Only object safe traits can be made into trait objects. There are some complex rules around all the properties that make a trait object safe, but in practice, there are only two rules that are relevant. A trait is object safe if all of the methods defined in the trait have the following properties:

  • The return type isn’t Self
  • There aren’t any generic type parameters

The Self keyword is an alias for the type we’re implementing traits or methods on. Object safety is required for trait objects because once you have a trait object, you no longer know what the concrete type implementing that trait is. If a trait method returns the concrete Self type, but a trait object forgets the exact type that it is, there’s no way that the method can use the original concrete type that it’s forgotten. Same with generic type parameters that are filled in with concrete type parameters when the trait is used: the concrete types become part of the type that implements the trait. When the type is erased by the use of a trait object, there’s no way to know what types to fill in the generic type parameters with.

An example of a trait whose methods are not object safe is the standard library’s Clone trait. The signature for the clone method in the Clone trait looks like this:


# #![allow(unused_variables)]
#fn main() {
pub trait Clone {
    fn clone(&self) -> Self;
}
#}

String implements the Clone trait, and when we call the clone method on an instance of String we get back an instance of String.
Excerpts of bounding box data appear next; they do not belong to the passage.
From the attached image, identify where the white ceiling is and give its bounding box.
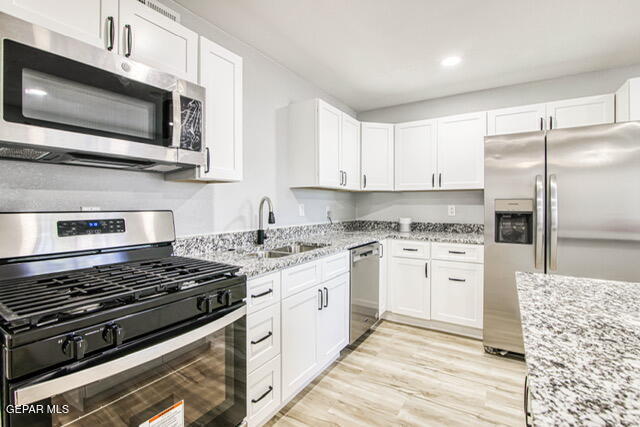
[177,0,640,111]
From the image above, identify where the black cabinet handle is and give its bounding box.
[251,386,273,403]
[107,16,116,50]
[251,331,273,344]
[124,24,133,58]
[251,289,273,298]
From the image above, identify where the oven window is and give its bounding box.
[15,317,246,427]
[3,39,173,147]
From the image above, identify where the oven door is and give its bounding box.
[6,305,247,427]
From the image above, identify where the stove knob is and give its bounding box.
[62,335,87,360]
[102,323,124,346]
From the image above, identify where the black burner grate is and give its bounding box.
[0,256,239,324]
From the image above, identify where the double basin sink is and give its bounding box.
[247,242,329,258]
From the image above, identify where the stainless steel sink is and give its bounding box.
[242,242,329,258]
[273,242,329,254]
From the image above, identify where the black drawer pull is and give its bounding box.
[251,331,273,344]
[251,289,273,298]
[251,386,273,403]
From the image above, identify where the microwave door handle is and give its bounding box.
[171,89,182,148]
[13,306,247,406]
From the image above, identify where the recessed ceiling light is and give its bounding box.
[440,56,462,67]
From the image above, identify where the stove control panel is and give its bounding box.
[57,218,125,237]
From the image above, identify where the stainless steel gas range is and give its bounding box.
[0,211,246,427]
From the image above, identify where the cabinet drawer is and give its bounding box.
[431,261,483,328]
[247,356,282,426]
[391,240,430,259]
[282,261,320,298]
[320,252,350,282]
[247,303,280,372]
[431,242,484,263]
[247,272,280,313]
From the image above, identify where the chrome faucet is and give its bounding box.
[258,196,276,245]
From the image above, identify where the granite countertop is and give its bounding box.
[189,230,484,277]
[516,273,640,426]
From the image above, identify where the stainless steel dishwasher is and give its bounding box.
[349,242,380,344]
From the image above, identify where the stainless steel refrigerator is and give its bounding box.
[484,122,640,353]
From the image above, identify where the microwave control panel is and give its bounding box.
[58,218,125,237]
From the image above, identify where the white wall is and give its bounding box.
[356,64,640,224]
[0,0,355,236]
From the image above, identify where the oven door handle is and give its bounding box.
[171,89,182,148]
[13,305,247,405]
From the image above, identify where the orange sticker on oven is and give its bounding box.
[140,400,184,427]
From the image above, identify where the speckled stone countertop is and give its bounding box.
[516,273,640,426]
[175,222,483,277]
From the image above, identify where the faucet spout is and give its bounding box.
[258,196,276,245]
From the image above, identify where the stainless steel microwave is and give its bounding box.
[0,13,205,172]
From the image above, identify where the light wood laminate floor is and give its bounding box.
[268,321,525,426]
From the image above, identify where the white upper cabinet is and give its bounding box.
[288,99,360,190]
[436,112,487,190]
[318,100,342,188]
[547,94,615,129]
[616,77,640,122]
[118,0,198,82]
[361,123,394,191]
[0,0,118,51]
[487,104,546,135]
[199,37,242,181]
[340,113,360,190]
[395,120,438,191]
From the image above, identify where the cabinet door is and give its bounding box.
[281,286,322,401]
[340,113,360,190]
[387,257,431,319]
[395,120,438,190]
[0,0,118,51]
[318,274,349,365]
[487,104,546,135]
[318,99,342,188]
[547,94,614,129]
[437,112,487,190]
[361,123,393,191]
[431,261,483,328]
[120,0,198,82]
[199,37,242,181]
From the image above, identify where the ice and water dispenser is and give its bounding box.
[495,199,534,245]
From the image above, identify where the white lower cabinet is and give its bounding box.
[431,261,483,328]
[247,356,282,426]
[247,303,280,372]
[389,257,431,319]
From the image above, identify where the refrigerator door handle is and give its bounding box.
[549,175,558,270]
[535,175,544,268]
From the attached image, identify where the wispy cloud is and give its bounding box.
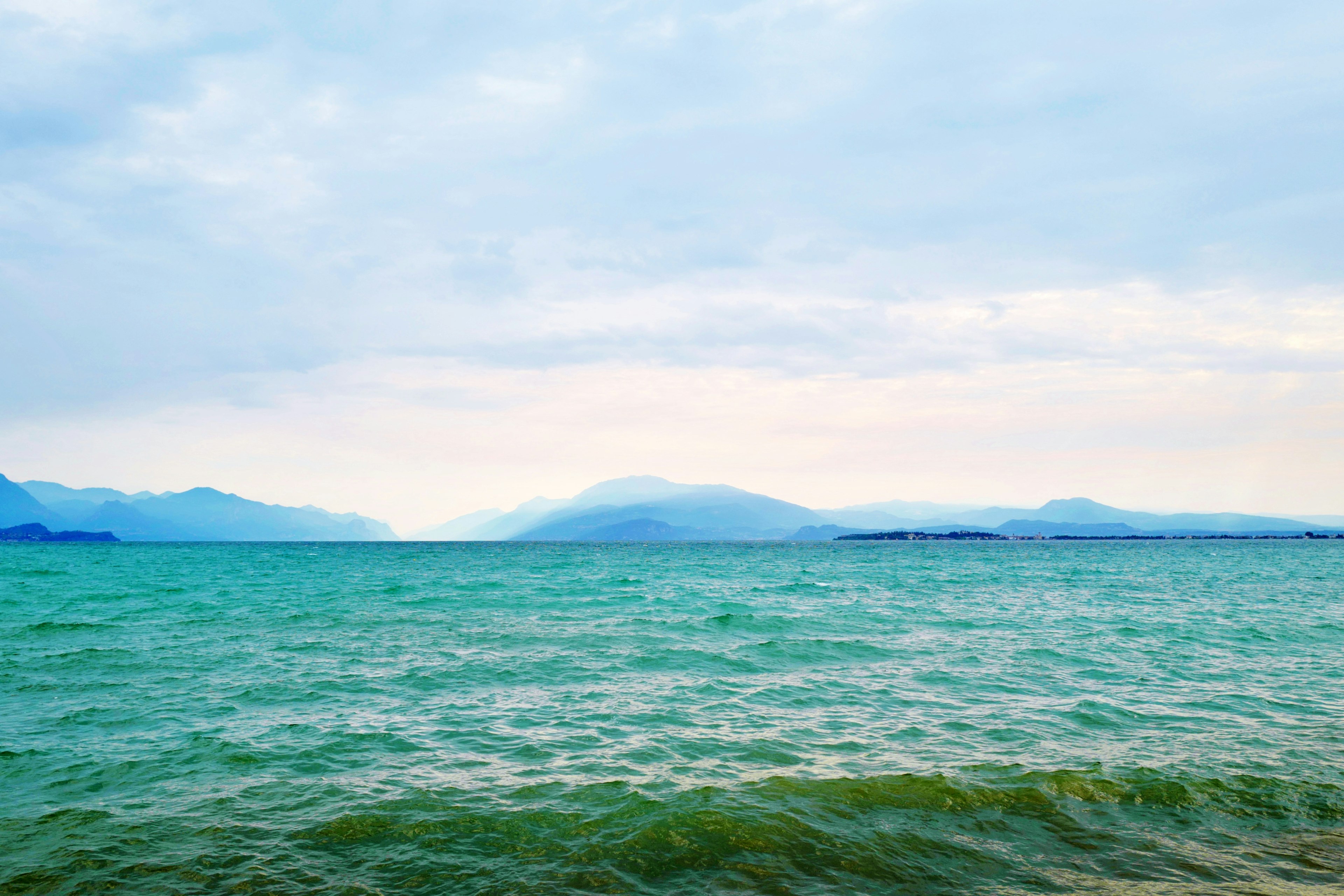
[0,0,1344,521]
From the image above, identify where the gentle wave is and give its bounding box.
[0,543,1344,896]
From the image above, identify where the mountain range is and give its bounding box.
[0,476,398,541]
[0,476,1344,541]
[411,476,1344,541]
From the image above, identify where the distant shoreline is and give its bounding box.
[832,531,1344,541]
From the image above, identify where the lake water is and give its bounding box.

Similarly, if we call clone on an instance of Vec, we get back an instance of Vec. The signature of clone needs to know what type will stand in for Self, since that’s the return type.

The compiler will tell you if you’re trying to do something that violates the rules of object safety in regards to trait objects. For example, if we had tried to implement the Screen struct in Listing 17-4 to hold types that implement the Clone trait instead of the Draw trait, like this:

pub struct Screen {
    pub components: Vec<Box<Clone>>,
}

We’ll get this error:

error[E0038]: the trait `std::clone::Clone` cannot be made into an object
 -->
  |
2 |     pub components: Vec<Box<Clone>>,
  |     ^^^^^^^^^^^^^^^^^^^^^^^^^^^^^^^ the trait `std::clone::Clone` cannot be
  made into an object
  |
  = note: the trait cannot require that `Self : Sized`

This means you can’t use this trait as a trait object in this way. If you’re interested in more details on object safety, see Rust RFC 255.